Sponges, cnidarians, annelids, vertebrates, arthropods, echinoderms, molluscs, and a large diversity of obscure “worms” and tiny meiofaunal organisms make up the Metazoa Haeckel 1874, the group more commonly known as “animals”. But with the enormous diversity of unicellular and multicellular eukaryotes, what are the features that set animals apart from the rest of biology? If you extract some strange, never-before-seen organism from between marine sand grains, how can you determine whether or not this is an animal or just a colonial clump of some unicellular eukaryote?
There are several metazoan autapomorphies, unique characteristics that set animals apart and that are considered to be in the ground plan of the animals:
- Multicellular organism.
- Tight junctions between cells.
- An extracellular matrix containing collagen.
- Oogensis, spermiogenesis.
- Radial cleavage leading to blastula formation.
All animals are truly multicellular, and several of their autapomorphies have to do with this trait.
Tight junctions, technical name zonulae occludens, are where the cell membranes of the multicellular animal meet. The membranes pseudo-fuse together using special protein complexes, thus stopping chemical exchange from the outside to beneath the cells (in the diagram: from the apical to the basolateral side). This set-up can then easily be extrapolated to tissues or organs – although note that true cell-cell interactions required for organ function are not a feature found at the base of the Metazoa (e.g. sponges have no organs or epithelia), so tight junctions are just an important prerequisite.

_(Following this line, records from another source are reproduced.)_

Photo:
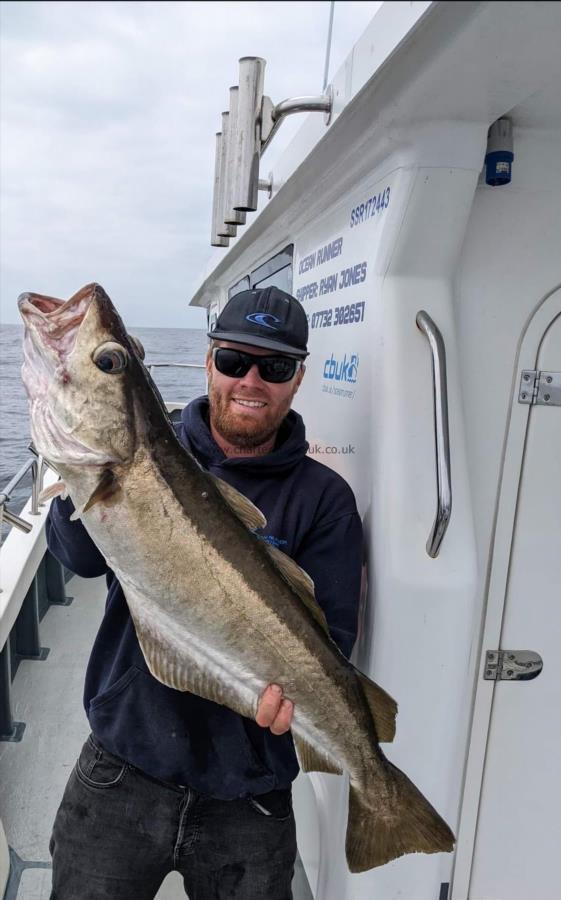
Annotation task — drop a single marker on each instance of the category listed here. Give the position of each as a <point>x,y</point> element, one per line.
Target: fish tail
<point>378,833</point>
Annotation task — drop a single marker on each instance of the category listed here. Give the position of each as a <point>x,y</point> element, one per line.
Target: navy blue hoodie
<point>179,737</point>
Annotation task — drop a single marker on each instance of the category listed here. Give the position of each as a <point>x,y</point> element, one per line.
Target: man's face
<point>248,411</point>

The other major feature related to multicellularity is the evolution of the extracellular matrix (ECM) – if you ever find that strange unknown organism from the opening paragraph, your first order of the day is to look for ECM, because if it’s there, you definitely have an animal on your hands. In most animals, the ECM is just a thin fluid layer between cells, although there are exceptions: the sponge mesohyl that makes up most of the sponge body, and the jellyfish mesoglea (“bell”), are both relatively huge cavities that are filled with ECM.

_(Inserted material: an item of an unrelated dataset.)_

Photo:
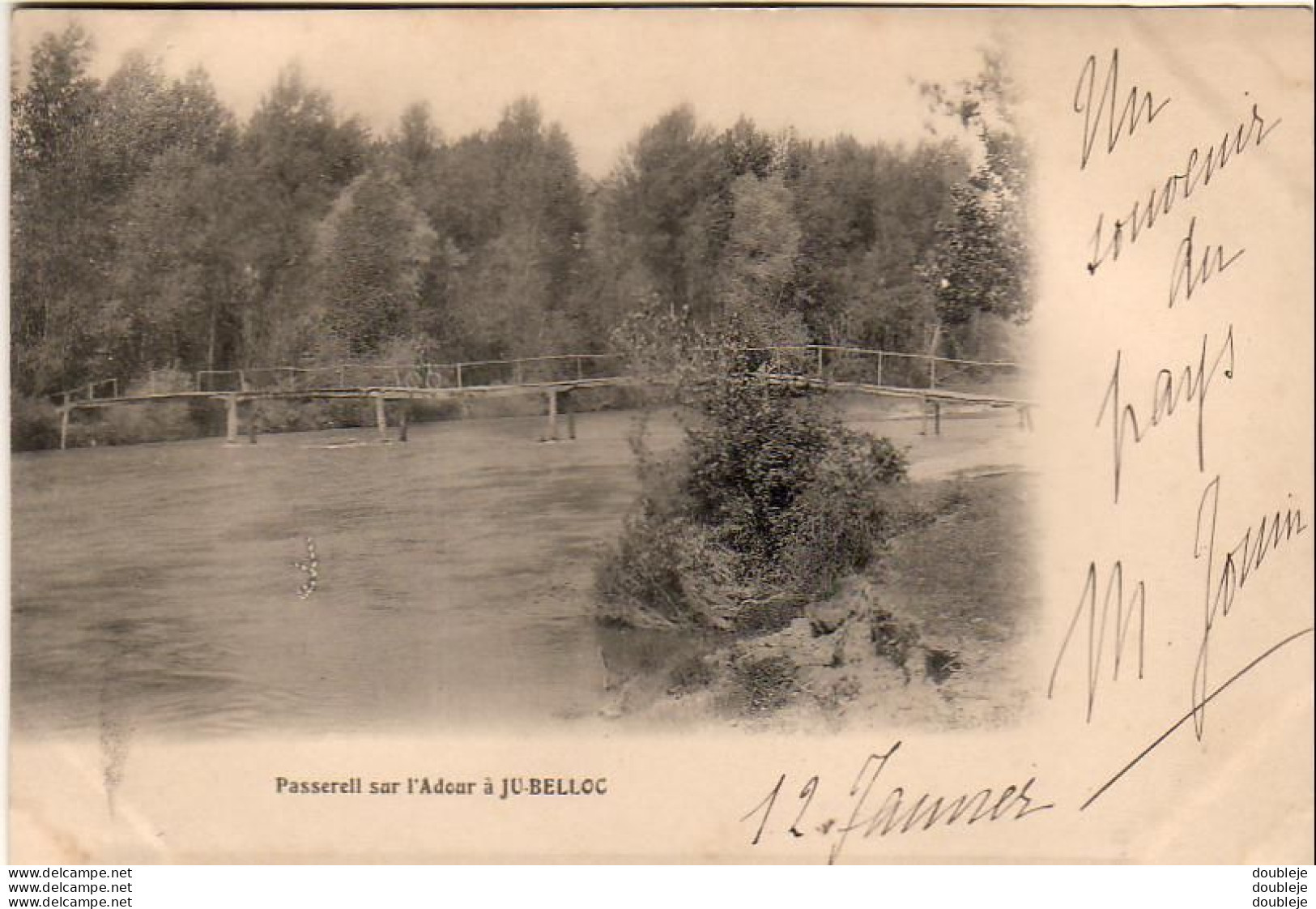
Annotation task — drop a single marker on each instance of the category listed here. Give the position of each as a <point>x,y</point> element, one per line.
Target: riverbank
<point>926,638</point>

ECM is is a cocktail of water, fibrils (collagen, elastin, chitin), and glycoproteins (fibronectin, laminin). It’s produced by the cell and excreted into the body where it performs a variety of functions, as the diagram above notes. Its most important function in our context is that holds cells together, thereby making sure that the animal isn’t just a clump of aggregated cells, but a truly integrated organism.
I already discussed how a system consisting of sperm and egg theoretically evolves in this post. The animalian autapomorphy here isn’t quite the sperm and egg, but the processes behind their formation: oogenesis and spermiogenesis. Oogenesis, diagrammed above, leads to the formation of one egg and three degenerate, plasma-poor polar bodies. Spermiogenesis starts from one spermatocyte and finishes off with four fully-functioning sperms. Both of these are conserved across all animals, so it’s reasonable to conclude that they’re typical animalian features. However, do note that having gonads (penis, vagina, cloaca) is not necessary. Many animals, including basal ones, don’t have any, and just release their gametes freely into the ocean through a pre-existing water canal (e.g. in sponges) or pore (e.g. the urogenital pore of priapulids).
Haeckel E. 1874. Die Gastrea-Theorie, die phylogenetische Klassifikation des Tierreichs, und die Homologie der Keimblätter. Jenaische Zeitschrift für Naturwissenschaft 8, 1-55.
Rozario T & DeSimone DW. 2010. The extracellular matrix in development and morphogenesis: A dynamic view. Developmental Biology 341, 126-140.